In a rare twist, our second story takes a look at a company who was a step ahead this week. And the award goes to... Microsoft. The hacker group Shadow Brokers on Friday released 300 MB of alleged exploits and surveillance tools targeting Windows PCs and servers, according to TechRepublic. In response, the security team at Microsoft, coolly and completely unruffled, announced that they had already taken care of it.
"Today, Microsoft triaged a large release of exploits made publicly available by Shadow Brokers," Microsoft Principal Security Group Manager Phillip Misner wrote in a Friday post (as reported by TechNewsWorld). "Our engineers have investigated the disclosed exploits, and most of the exploits are already patched," he added.
Boom. Patched. Three of the dozen zero day vulnerabilities aired by the hackers, which they said to be part of a large cache of data leaked from the U.S. National Security Agency, didn't work on the Windows 7 operating system and above. "Customers still running prior versions of these products are encouraged to upgrade to a supported offering," Misner stated.
With this most recent round of patches, no supported versions of Windows were vulnerable to the Shadow Brokers exploits, explained Bobby Kuzma, a system engineer at Core Security. "In other words, for the love of God get XP, Vista and 2003 Server off of your networks." You heard the man, providers.
Microsoft releasing the patches and disclosing the vulnerabilities is definitely a good thing and a huge step in the right direction, but Leo Taddeo, chief security officer at Cryptzone and a former FBI special agent, urges that enterprises to take the process to the next step.

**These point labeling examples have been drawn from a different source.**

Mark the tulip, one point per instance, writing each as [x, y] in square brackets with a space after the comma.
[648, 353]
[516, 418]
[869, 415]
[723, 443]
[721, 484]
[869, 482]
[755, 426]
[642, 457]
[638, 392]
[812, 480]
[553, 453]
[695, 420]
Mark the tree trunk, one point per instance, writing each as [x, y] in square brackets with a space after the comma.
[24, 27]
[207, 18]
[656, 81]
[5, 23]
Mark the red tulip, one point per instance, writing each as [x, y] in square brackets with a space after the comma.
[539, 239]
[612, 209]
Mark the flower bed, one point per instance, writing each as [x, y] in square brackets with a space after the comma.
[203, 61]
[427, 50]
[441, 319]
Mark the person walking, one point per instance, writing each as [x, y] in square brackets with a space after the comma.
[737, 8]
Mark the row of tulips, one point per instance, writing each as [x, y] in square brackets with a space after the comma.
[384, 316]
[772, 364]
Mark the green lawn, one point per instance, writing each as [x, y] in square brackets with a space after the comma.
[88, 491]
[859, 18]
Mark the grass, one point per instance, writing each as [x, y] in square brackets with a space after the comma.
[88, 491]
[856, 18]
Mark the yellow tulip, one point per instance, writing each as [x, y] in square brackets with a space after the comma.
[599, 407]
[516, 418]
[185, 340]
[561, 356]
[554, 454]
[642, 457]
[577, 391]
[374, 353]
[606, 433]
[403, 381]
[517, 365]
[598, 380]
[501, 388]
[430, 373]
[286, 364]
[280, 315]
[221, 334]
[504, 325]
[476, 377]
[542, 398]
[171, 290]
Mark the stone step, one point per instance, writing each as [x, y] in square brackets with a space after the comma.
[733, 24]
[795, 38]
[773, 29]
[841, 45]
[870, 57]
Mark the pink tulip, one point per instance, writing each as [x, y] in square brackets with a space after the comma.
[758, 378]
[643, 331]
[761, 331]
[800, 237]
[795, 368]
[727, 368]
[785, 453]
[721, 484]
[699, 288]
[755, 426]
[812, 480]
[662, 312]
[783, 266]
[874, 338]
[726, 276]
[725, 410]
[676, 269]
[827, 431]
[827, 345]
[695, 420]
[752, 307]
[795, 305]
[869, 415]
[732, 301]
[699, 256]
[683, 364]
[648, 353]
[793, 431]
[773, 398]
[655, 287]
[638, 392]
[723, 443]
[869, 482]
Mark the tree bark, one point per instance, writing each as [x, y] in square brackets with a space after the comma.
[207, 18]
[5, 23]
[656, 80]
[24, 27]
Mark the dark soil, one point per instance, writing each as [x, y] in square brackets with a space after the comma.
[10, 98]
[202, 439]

"According to the 2016 Verizon Data Breach Investigations Report, most successful attacks exploit known vulnerabilities that have never been patched, despite patches being available for months or even years," he told TechNewsWorld. "So, while it's important that Microsoft publicly disclosed the vulnerabilities and issued a patch," Taddeo continued, "the challenge for enterprises is to update their infrastructure with the latest supported version of the affected products." This challenge, of course, falls to IT pros and service providers.

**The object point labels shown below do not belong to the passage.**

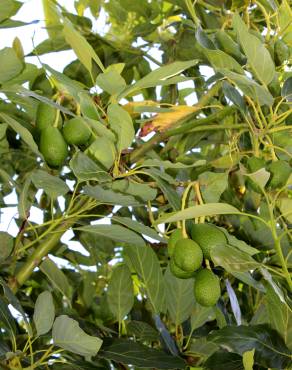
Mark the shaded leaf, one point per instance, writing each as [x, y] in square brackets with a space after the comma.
[145, 262]
[52, 185]
[121, 123]
[139, 228]
[44, 313]
[115, 232]
[232, 259]
[22, 131]
[213, 185]
[270, 349]
[6, 245]
[86, 169]
[136, 354]
[56, 277]
[142, 330]
[68, 335]
[120, 294]
[259, 59]
[81, 47]
[179, 297]
[11, 65]
[209, 209]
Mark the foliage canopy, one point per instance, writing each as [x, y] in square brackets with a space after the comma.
[123, 149]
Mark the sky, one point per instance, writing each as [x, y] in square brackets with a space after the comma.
[34, 34]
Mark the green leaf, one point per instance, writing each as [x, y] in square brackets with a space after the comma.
[139, 228]
[56, 277]
[121, 123]
[44, 313]
[81, 47]
[201, 315]
[142, 330]
[13, 300]
[260, 177]
[52, 18]
[108, 196]
[285, 21]
[140, 191]
[103, 151]
[259, 59]
[168, 190]
[232, 259]
[270, 349]
[158, 76]
[86, 169]
[248, 359]
[52, 185]
[6, 319]
[68, 335]
[136, 354]
[146, 264]
[87, 106]
[168, 164]
[250, 87]
[213, 185]
[22, 131]
[179, 297]
[6, 245]
[220, 60]
[222, 360]
[280, 317]
[115, 232]
[209, 209]
[120, 294]
[111, 81]
[9, 8]
[11, 65]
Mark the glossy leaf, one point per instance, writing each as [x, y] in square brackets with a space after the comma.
[52, 185]
[117, 233]
[44, 313]
[259, 59]
[270, 349]
[209, 209]
[232, 259]
[56, 277]
[11, 65]
[121, 123]
[120, 295]
[136, 354]
[68, 335]
[179, 297]
[145, 262]
[81, 47]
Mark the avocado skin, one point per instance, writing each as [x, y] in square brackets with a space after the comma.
[53, 146]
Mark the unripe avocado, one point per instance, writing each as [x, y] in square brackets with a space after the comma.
[53, 146]
[280, 172]
[207, 288]
[281, 52]
[187, 255]
[208, 236]
[45, 116]
[178, 272]
[76, 131]
[175, 236]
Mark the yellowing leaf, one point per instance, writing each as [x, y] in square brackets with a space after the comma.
[165, 120]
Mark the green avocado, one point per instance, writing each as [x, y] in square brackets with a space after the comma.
[53, 146]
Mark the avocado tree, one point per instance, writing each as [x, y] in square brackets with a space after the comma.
[173, 176]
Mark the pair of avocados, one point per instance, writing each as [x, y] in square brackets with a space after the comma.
[54, 140]
[187, 258]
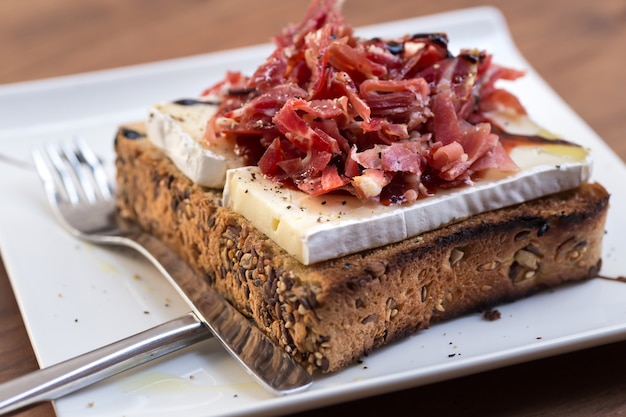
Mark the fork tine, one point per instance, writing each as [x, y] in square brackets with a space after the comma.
[55, 175]
[75, 162]
[97, 169]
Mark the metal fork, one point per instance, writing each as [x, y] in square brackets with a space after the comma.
[83, 200]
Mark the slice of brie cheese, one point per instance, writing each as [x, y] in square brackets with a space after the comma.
[178, 130]
[314, 229]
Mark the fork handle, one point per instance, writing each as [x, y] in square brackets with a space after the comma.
[53, 382]
[264, 360]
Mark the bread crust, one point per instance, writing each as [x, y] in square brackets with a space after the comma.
[330, 314]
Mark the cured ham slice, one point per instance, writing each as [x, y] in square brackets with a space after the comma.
[378, 118]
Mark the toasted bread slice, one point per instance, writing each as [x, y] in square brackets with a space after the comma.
[329, 314]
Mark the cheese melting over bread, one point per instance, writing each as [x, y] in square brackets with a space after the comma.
[314, 229]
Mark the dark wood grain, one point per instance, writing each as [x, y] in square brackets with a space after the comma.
[576, 46]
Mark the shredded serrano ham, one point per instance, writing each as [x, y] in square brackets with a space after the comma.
[391, 120]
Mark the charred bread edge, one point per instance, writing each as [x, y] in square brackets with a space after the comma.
[330, 314]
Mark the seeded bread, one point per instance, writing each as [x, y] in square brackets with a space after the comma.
[329, 314]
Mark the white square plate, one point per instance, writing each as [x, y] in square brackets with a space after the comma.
[76, 297]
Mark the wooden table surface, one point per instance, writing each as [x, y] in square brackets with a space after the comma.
[577, 46]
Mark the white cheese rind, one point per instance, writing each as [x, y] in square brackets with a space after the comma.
[178, 130]
[314, 229]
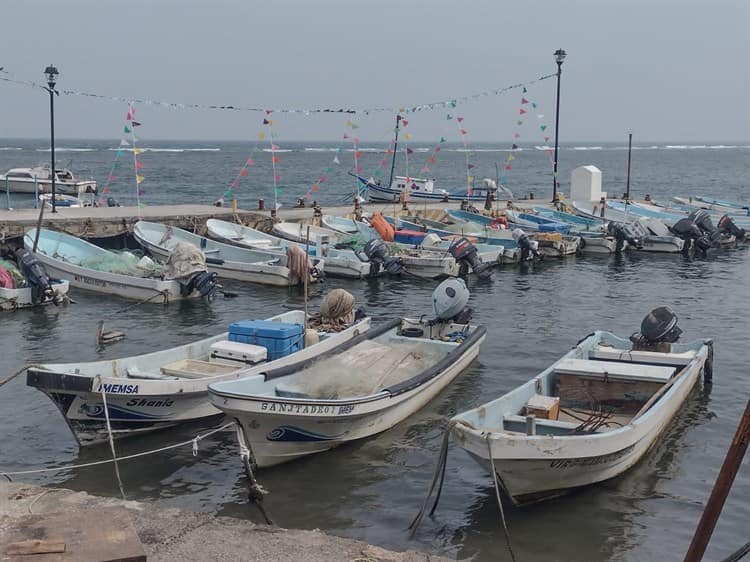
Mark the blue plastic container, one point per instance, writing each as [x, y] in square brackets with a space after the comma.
[280, 339]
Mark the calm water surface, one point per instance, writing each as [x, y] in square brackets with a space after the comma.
[370, 490]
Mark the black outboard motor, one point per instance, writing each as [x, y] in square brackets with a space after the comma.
[528, 248]
[622, 233]
[34, 272]
[727, 225]
[658, 330]
[465, 253]
[378, 256]
[201, 281]
[692, 234]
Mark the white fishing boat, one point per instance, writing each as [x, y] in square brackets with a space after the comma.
[589, 416]
[338, 263]
[230, 262]
[165, 388]
[359, 389]
[89, 267]
[24, 282]
[39, 180]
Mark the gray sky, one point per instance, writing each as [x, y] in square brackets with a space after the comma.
[665, 70]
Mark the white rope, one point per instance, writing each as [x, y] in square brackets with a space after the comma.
[109, 434]
[499, 499]
[125, 458]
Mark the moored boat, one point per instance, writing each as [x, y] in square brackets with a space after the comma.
[89, 267]
[589, 416]
[166, 388]
[230, 262]
[357, 390]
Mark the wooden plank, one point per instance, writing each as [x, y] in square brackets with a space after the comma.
[633, 371]
[89, 535]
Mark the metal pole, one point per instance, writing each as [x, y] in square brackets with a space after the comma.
[52, 142]
[557, 128]
[721, 489]
[630, 148]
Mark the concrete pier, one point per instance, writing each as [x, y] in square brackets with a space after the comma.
[175, 534]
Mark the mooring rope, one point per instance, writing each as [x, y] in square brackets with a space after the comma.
[192, 442]
[256, 491]
[499, 499]
[109, 434]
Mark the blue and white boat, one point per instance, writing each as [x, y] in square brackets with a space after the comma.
[91, 268]
[587, 418]
[165, 388]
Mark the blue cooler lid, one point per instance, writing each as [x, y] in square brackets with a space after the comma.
[265, 329]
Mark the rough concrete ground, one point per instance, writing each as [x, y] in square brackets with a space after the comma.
[175, 534]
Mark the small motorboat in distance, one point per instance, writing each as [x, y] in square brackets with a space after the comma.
[359, 389]
[589, 416]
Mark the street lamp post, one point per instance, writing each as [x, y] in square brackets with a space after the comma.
[51, 73]
[559, 58]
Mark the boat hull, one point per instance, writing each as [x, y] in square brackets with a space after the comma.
[12, 299]
[279, 430]
[139, 405]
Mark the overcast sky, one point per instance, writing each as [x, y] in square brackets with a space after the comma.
[665, 70]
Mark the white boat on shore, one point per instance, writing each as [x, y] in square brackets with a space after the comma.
[588, 417]
[39, 180]
[89, 267]
[338, 263]
[166, 388]
[230, 262]
[357, 390]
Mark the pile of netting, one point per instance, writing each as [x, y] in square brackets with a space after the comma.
[126, 262]
[336, 312]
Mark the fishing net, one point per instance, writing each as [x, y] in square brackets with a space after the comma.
[123, 263]
[10, 267]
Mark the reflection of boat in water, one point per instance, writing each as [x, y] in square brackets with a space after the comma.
[39, 179]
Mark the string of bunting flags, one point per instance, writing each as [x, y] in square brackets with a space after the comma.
[7, 77]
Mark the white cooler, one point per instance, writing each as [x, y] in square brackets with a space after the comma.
[235, 353]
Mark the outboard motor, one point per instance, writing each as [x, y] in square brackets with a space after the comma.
[201, 281]
[377, 253]
[658, 330]
[528, 247]
[692, 234]
[727, 225]
[449, 300]
[34, 272]
[465, 253]
[622, 233]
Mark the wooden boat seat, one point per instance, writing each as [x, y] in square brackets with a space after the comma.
[614, 370]
[196, 369]
[650, 357]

Our last story of the week focuses ever so briefly on President Trump's latest technological endeavor. On Tuesday, the President will be turning his attention to information-technology outsourcing companies when he orders a review of H-1B visa programs to put more skilled and highly paid applicants on top.
The order requests that agencies propose ideas to direct visas to the most skilled and highly paid applicants. It does not, however, outline any specifics as to how that might be achieved. An administration official called out several organizations, such as Tata Consultancy Services, Cognizant Technology Solutions Corp. and Mphasis Corp., as examples of companies that will be impacted and will likely see fewer visas approved as the administration’s changes are adopted.
In terms of the impact on the technology and security world, this will be interesting to monitor as it unfolds. The Trump administration began rolling out policy shifts earlier this month to start being more strict with the H-1B visa system. They included a promise to actively pursue cases of fraud and abuses, and included a special mention to employers applying for the visas not to discriminate against U.S. workers.
The views expressed in this column do not necessarily reflect the views of Penton Media or The VAR Guy editorial staff.